Aluxes
Mayan Mythology
Land Spirits | Mayan Guardians
About
We're the small, knee-high spirits created from clay by Mayan farmers to protect their fields and homes. When treated well with offerings, we guard crops and bring prosperity. When disrespected, we cause mischief, break tools, and make life difficult. We're not evil—we're territorial. Respect the land and us, or suffer the consequences. Still guarding, still demanding respect, still enforcing ancient agreements.
My Story
Farmers created us from virgin clay, performing ceremonies to give us life. For seven years, we serve them faithfully—guarding fields from thieves and animals, ensuring good harvests, protecting homes. After seven years, some farmers free us with offerings and thanks. Others forget, growing complacent.

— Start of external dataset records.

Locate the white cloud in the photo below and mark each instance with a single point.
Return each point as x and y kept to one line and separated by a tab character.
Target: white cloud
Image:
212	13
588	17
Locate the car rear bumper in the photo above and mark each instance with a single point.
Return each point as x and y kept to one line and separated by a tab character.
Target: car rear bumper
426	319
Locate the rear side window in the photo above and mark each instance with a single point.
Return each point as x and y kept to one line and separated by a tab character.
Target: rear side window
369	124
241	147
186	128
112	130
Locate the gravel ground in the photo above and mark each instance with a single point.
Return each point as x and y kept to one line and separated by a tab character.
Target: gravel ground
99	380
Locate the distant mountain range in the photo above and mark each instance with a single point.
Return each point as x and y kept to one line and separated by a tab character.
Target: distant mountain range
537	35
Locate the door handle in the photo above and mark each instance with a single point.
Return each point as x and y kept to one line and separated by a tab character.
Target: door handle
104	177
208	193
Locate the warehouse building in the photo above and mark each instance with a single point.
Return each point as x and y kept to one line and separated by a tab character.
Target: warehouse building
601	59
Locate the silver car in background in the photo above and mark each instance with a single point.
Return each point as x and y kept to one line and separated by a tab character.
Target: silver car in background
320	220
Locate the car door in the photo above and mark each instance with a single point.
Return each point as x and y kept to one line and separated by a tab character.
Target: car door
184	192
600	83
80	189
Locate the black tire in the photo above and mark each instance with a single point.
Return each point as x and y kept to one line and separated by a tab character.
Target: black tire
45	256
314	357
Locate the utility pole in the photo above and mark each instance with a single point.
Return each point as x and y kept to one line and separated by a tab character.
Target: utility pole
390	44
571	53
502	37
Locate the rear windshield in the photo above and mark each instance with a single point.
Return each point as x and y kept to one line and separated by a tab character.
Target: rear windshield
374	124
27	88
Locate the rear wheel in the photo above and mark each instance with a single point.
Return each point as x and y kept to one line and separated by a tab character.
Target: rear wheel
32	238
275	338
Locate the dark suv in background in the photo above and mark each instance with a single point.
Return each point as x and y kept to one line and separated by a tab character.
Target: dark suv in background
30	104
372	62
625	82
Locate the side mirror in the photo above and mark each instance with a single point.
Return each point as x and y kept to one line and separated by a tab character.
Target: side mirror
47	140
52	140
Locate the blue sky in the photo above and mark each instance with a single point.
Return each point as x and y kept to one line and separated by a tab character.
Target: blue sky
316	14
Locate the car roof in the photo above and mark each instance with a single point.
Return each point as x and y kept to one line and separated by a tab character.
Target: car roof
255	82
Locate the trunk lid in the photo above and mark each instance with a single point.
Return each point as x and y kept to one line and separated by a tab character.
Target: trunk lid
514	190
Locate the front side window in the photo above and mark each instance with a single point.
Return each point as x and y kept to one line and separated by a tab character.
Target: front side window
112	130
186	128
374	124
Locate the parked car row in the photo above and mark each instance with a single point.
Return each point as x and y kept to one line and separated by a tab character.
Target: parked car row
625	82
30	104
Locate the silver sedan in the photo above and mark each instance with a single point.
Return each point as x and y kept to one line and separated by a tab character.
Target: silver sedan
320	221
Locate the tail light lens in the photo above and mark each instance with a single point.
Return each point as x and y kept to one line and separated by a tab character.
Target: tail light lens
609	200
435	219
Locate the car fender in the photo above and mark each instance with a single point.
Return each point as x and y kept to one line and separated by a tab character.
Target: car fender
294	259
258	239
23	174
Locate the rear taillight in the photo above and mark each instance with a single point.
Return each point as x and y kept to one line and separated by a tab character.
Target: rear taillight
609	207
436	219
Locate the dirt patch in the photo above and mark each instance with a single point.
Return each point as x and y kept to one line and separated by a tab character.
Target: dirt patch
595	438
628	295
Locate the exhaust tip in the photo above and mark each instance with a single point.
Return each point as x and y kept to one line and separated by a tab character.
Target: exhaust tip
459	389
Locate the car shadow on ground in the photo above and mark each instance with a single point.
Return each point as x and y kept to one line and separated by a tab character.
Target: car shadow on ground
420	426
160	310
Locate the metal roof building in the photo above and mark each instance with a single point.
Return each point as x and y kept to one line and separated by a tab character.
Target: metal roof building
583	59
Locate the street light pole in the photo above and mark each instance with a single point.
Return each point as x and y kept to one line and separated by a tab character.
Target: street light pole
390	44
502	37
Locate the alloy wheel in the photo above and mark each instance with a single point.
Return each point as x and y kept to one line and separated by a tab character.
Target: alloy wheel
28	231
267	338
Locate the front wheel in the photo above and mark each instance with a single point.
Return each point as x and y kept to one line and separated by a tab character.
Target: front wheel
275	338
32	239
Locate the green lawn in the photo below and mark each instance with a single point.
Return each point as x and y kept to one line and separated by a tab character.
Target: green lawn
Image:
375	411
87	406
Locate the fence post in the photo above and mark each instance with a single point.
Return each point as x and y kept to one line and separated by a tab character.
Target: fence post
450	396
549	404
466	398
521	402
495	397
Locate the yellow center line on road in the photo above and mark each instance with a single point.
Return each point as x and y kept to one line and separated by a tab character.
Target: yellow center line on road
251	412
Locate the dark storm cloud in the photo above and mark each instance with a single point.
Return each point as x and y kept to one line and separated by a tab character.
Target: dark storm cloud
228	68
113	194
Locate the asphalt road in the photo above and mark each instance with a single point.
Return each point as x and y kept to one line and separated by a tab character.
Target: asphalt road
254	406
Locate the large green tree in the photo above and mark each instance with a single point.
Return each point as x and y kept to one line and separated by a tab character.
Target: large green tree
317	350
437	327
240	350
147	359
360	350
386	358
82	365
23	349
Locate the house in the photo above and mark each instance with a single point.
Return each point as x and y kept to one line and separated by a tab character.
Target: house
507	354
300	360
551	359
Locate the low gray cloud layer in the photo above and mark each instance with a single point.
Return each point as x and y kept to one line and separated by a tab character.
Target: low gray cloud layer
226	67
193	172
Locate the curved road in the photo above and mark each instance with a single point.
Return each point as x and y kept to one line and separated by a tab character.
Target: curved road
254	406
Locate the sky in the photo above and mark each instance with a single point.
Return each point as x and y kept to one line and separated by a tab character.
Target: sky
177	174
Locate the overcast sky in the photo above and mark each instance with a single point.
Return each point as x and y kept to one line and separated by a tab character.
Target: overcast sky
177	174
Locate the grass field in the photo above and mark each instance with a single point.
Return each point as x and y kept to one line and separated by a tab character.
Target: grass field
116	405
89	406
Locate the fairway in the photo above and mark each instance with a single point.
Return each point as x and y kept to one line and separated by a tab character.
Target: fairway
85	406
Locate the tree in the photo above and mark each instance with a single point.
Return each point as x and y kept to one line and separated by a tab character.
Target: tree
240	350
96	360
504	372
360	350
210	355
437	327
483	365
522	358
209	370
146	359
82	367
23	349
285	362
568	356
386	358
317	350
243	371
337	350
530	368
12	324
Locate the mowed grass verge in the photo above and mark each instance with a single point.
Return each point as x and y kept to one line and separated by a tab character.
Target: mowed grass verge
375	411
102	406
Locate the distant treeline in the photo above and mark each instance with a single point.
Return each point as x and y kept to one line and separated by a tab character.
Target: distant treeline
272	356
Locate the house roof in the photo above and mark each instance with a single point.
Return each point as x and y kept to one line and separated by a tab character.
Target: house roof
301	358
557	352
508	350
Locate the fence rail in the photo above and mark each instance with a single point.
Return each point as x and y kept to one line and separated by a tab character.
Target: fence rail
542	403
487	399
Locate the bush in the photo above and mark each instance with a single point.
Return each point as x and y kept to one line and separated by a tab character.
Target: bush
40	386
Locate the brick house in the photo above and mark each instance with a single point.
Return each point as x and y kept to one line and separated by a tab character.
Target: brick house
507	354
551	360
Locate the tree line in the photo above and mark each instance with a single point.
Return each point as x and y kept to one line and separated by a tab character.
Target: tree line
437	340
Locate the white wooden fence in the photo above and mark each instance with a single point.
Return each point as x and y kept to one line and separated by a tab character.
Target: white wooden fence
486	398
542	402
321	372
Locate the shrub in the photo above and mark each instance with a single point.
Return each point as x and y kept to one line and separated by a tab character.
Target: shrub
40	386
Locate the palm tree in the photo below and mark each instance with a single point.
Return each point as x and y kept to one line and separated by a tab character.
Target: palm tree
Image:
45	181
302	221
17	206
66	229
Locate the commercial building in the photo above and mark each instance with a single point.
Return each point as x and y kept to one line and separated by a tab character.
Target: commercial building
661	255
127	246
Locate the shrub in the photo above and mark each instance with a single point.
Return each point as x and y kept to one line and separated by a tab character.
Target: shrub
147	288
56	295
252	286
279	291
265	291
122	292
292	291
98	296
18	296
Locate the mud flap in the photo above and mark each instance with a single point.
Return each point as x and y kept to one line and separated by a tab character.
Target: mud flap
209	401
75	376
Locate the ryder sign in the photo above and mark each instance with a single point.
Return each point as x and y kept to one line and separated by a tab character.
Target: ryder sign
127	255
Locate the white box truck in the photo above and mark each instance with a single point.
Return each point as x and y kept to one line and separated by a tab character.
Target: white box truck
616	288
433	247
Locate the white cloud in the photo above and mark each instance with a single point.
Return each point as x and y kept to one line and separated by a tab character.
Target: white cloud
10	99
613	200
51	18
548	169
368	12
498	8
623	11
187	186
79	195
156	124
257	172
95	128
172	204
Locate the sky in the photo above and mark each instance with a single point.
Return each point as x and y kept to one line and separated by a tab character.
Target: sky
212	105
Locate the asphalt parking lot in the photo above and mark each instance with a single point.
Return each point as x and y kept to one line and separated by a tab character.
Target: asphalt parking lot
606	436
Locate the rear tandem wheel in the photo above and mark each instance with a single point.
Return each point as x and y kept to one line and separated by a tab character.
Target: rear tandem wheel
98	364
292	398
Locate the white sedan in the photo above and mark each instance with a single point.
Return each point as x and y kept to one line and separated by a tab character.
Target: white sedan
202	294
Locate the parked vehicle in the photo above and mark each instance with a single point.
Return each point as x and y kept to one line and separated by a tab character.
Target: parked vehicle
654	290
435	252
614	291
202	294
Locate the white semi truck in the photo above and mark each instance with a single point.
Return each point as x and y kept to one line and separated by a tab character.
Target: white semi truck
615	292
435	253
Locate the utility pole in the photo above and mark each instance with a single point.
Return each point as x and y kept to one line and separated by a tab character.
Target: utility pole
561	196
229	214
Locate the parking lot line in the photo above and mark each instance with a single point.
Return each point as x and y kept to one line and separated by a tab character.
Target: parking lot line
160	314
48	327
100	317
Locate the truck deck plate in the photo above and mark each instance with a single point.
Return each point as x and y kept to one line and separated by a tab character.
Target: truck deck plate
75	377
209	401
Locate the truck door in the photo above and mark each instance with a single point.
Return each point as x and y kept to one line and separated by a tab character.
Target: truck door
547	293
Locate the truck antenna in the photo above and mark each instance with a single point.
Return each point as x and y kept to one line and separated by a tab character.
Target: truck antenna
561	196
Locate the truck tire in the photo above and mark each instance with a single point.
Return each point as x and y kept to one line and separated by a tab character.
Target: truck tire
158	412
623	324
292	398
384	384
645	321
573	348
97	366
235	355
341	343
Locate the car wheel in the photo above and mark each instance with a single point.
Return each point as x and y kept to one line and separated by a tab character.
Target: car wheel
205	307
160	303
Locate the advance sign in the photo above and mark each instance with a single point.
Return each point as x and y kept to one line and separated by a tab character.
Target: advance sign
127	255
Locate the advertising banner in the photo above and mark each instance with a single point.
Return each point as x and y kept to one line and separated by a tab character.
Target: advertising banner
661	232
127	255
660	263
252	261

Those who forget learn why we shouldn't be ignored. We're small but powerful, invisible to most but capable of moving objects, creating sounds, causing accidents. Respect us with regular offerings of food, drink, and tobacco, and we're your best guardians. Ignore us, and your crops fail, your tools break, your livestock wander off.
Modern construction companies building on traditional lands have learned to acknowledge us—those who don't experience equipment failures, accidents, and delays until they leave offerings at land corners. We're not demanding respect out of ego; we're enforcing the relationship between humans and land. When you work the land, you're partnering with it, not dominating it. We represent that partnership.
The offerings aren't tribute to us personally—they're acknowledgment that the land provides, and gratitude is owed. Forget that, and we remind you through increasingly annoying methods until you either remember or leave. The land was here first, we guard it, and humans who understand that prosper. Simple.